If Copilot Still Has Issues After the Main Fix
Copilot Returns Generic Output Instead of Tenant-Specific Data
After granting permissions, Copilot may still produce generic summaries that do not reference specific emails in the shared mailbox. This usually means the Graph query is falling back to the primary mailbox. Close Outlook completely, reopen it, and select the shared mailbox again. Then wait 30 seconds before invoking Copilot. If the problem persists, verify that the user is listed under Full Access in the Exchange admin center and that the mailbox is not hidden from address lists.
Copilot Shows Access Denied on Some Shared Mailboxes but Not Others
This indicates inconsistent permission assignments. Each shared mailbox must have the user added individually under Full Access. Group-based permissions are not automatically recognized by Graph for Copilot. Use the Exchange admin center to check each mailbox separately. Avoid using distribution groups to grant access — add the user directly.
Copilot Does Not Appear in the Shared Mailbox Ribbon
The Copilot button may be grayed out or missing entirely when you open a shared mailbox. This is a client-side behavior. Outlook hides Copilot for mailboxes where it cannot read data. After you complete the permission steps above, close and reopen Outlook. If the button remains disabled, sign out of Microsoft 365 and sign back in.
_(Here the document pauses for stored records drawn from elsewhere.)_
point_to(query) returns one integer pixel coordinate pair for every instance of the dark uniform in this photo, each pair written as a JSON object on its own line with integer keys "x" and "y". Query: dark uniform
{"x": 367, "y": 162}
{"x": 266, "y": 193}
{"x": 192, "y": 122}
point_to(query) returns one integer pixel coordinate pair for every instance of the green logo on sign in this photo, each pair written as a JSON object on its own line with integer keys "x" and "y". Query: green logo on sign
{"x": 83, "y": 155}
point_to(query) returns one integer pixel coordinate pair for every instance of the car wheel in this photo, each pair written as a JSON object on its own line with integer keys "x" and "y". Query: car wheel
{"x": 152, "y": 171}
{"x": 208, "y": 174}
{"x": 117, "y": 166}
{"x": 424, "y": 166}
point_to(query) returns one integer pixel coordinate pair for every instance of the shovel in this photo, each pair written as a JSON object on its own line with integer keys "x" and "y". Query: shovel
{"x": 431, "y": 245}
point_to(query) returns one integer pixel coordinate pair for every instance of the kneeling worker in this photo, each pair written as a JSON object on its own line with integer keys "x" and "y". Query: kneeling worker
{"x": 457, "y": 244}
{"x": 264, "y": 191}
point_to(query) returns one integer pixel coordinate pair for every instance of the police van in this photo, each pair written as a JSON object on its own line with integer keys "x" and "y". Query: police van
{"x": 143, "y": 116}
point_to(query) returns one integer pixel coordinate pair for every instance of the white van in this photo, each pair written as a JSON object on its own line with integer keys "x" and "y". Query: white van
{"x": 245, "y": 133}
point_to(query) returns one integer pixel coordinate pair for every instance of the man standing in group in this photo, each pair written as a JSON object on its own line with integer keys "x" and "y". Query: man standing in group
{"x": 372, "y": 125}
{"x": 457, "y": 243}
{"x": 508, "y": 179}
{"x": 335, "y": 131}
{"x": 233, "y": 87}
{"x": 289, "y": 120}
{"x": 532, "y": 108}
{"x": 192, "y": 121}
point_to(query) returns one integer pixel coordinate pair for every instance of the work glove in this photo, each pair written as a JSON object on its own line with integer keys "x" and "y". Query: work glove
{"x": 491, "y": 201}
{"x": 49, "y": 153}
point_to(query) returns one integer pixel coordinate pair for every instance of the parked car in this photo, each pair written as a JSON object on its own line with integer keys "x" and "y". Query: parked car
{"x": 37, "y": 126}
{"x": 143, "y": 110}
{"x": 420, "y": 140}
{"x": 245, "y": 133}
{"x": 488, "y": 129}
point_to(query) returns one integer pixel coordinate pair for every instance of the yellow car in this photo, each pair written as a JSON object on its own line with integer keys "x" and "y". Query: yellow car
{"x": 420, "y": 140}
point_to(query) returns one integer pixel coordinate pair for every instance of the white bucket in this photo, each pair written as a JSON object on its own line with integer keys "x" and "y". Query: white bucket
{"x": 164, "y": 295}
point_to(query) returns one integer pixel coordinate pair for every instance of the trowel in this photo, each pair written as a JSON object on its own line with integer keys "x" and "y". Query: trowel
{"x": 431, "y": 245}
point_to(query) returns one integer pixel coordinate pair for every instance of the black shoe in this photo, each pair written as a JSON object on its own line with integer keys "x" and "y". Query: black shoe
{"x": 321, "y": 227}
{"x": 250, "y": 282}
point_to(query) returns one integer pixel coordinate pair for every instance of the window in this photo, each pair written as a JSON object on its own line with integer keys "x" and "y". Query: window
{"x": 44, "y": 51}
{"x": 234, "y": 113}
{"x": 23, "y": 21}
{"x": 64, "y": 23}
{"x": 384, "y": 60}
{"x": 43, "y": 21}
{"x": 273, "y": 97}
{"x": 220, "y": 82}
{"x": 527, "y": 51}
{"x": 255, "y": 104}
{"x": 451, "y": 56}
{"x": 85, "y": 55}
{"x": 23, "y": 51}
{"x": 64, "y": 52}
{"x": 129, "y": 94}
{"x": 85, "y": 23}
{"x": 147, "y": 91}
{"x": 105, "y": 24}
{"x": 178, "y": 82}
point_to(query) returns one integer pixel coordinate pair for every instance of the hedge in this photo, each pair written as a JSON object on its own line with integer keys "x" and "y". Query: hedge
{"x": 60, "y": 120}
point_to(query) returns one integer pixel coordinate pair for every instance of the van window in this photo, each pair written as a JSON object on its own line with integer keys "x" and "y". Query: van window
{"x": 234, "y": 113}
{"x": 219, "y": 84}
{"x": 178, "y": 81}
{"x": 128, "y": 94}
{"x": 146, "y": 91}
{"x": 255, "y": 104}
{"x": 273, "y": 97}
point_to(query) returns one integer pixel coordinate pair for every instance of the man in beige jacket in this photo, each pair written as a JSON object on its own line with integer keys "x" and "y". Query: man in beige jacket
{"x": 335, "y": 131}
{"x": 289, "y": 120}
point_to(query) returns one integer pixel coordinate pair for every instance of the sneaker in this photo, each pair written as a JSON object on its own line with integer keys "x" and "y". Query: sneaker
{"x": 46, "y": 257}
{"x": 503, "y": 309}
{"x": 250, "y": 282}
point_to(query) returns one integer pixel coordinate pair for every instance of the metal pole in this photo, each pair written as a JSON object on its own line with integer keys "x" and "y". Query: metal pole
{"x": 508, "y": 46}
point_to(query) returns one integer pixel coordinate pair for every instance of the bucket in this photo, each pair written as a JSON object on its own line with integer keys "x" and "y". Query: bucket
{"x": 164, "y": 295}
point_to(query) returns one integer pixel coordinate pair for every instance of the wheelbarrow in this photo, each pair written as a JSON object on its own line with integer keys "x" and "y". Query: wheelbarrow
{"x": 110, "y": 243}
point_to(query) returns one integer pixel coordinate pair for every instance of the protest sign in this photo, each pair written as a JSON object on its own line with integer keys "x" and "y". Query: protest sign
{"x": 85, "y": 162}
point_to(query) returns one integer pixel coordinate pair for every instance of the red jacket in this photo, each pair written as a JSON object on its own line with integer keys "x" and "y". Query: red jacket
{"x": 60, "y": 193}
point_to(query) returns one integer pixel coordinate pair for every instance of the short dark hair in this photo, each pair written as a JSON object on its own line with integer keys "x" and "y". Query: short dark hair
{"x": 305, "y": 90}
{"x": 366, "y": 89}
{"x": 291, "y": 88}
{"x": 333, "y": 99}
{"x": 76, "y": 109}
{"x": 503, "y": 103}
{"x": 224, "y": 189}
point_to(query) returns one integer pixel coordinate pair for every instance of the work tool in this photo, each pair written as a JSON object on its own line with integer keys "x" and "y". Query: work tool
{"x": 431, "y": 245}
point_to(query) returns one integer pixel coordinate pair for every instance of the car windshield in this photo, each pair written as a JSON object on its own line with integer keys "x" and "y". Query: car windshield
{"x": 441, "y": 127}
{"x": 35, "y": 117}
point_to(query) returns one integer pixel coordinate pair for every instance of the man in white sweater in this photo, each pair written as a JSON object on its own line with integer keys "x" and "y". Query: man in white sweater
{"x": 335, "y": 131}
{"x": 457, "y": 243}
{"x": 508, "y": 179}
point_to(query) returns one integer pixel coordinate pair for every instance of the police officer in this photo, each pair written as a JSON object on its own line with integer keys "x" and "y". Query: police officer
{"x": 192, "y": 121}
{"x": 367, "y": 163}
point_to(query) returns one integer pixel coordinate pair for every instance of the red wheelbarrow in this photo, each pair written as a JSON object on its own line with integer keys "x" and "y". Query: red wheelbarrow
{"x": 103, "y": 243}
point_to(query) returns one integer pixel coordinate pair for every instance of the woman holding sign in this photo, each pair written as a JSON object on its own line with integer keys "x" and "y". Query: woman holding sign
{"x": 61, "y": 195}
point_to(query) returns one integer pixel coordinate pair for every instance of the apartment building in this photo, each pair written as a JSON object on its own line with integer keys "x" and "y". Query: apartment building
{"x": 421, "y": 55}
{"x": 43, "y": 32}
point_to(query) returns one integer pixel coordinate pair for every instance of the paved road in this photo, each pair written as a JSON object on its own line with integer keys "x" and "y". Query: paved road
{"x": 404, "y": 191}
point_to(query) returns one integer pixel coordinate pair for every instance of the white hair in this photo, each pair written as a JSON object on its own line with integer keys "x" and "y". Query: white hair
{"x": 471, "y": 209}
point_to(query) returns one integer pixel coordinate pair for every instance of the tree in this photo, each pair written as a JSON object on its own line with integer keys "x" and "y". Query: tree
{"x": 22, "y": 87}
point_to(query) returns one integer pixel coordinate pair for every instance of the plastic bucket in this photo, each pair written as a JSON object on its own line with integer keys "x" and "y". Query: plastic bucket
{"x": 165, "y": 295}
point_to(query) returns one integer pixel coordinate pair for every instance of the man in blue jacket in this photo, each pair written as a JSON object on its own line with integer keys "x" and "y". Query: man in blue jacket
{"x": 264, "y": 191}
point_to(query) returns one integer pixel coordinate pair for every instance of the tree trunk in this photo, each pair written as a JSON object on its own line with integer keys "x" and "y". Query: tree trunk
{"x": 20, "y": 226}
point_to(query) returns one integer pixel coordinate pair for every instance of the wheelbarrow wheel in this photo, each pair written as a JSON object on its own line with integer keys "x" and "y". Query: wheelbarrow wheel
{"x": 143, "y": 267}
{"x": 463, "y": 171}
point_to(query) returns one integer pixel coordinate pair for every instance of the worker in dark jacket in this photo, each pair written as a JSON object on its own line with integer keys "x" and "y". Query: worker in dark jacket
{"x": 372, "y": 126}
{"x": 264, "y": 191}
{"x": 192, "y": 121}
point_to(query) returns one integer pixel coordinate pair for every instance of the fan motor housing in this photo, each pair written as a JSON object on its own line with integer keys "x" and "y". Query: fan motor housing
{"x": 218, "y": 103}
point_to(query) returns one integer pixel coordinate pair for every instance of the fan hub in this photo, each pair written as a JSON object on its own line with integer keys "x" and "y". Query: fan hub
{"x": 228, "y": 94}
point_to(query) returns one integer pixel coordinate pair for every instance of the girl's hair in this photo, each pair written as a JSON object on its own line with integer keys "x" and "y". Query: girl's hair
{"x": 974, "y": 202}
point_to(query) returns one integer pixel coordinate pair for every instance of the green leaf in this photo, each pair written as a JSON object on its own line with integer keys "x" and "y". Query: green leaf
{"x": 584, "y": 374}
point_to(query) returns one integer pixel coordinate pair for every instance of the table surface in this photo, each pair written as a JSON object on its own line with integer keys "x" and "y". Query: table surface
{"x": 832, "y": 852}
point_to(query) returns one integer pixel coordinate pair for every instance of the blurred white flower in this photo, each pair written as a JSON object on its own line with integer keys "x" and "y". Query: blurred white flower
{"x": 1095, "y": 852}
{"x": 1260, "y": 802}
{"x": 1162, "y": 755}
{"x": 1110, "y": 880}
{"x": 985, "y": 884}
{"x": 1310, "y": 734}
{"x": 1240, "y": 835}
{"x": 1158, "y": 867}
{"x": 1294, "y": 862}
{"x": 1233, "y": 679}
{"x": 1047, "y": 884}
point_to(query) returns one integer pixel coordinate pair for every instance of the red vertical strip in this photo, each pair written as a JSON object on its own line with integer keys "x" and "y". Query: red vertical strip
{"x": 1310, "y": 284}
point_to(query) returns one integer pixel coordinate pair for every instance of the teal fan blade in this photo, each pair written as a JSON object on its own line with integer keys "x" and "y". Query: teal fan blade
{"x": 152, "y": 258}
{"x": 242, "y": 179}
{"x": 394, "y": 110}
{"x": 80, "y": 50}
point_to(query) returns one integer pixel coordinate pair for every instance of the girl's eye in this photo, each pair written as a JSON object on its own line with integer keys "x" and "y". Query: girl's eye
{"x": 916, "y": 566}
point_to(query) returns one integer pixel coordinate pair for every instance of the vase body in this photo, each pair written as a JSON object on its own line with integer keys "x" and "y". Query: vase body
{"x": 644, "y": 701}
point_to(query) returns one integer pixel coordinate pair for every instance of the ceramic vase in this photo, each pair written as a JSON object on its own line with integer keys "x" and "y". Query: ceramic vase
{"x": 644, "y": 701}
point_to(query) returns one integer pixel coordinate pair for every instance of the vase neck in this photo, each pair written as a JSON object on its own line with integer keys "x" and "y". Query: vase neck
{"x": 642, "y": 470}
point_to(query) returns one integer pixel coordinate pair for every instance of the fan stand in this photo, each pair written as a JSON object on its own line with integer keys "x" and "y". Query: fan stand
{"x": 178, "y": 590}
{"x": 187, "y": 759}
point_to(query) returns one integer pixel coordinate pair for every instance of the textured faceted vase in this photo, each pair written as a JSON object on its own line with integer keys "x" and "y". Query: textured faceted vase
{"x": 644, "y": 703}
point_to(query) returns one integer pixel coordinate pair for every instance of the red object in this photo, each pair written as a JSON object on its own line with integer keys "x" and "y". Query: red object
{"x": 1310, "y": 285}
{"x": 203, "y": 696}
This forces the client to refresh the permission cache.
Copilot in Primary Mailbox vs Shared Mailbox: Key Differences
| Item | Primary Mailbox | Shared Mailbox |
|---|---|---|
| Permission model | User is the owner, Full Access implicit | User must be explicitly added as a member with Full Access |
| Graph Mail.Read scope | Works automatically after tenant-level consent | Requires tenant-level consent plus explicit user permission on the mailbox |
| Copilot availability | Always available after license assignment | Available only after Exchange and Entra configuration steps |
| Delegate-only access | Not applicable | Does not enable Copilot; Full Access is required |
| Role needed | None beyond standard user role | ApplicationImpersonation role recommended for consistent access |
You can now configure shared mailboxes so Copilot reads and summarizes their content. Start by adding each user as a Full Access member in the Exchange admin center. Then confirm that tenant-wide admin consent for Mail.Read is granted in the Entra admin center. For persistent issues, assign the ApplicationImpersonation role to the user. This setup also applies to Copilot in Outlook on the web, so you do not need separate steps for each client.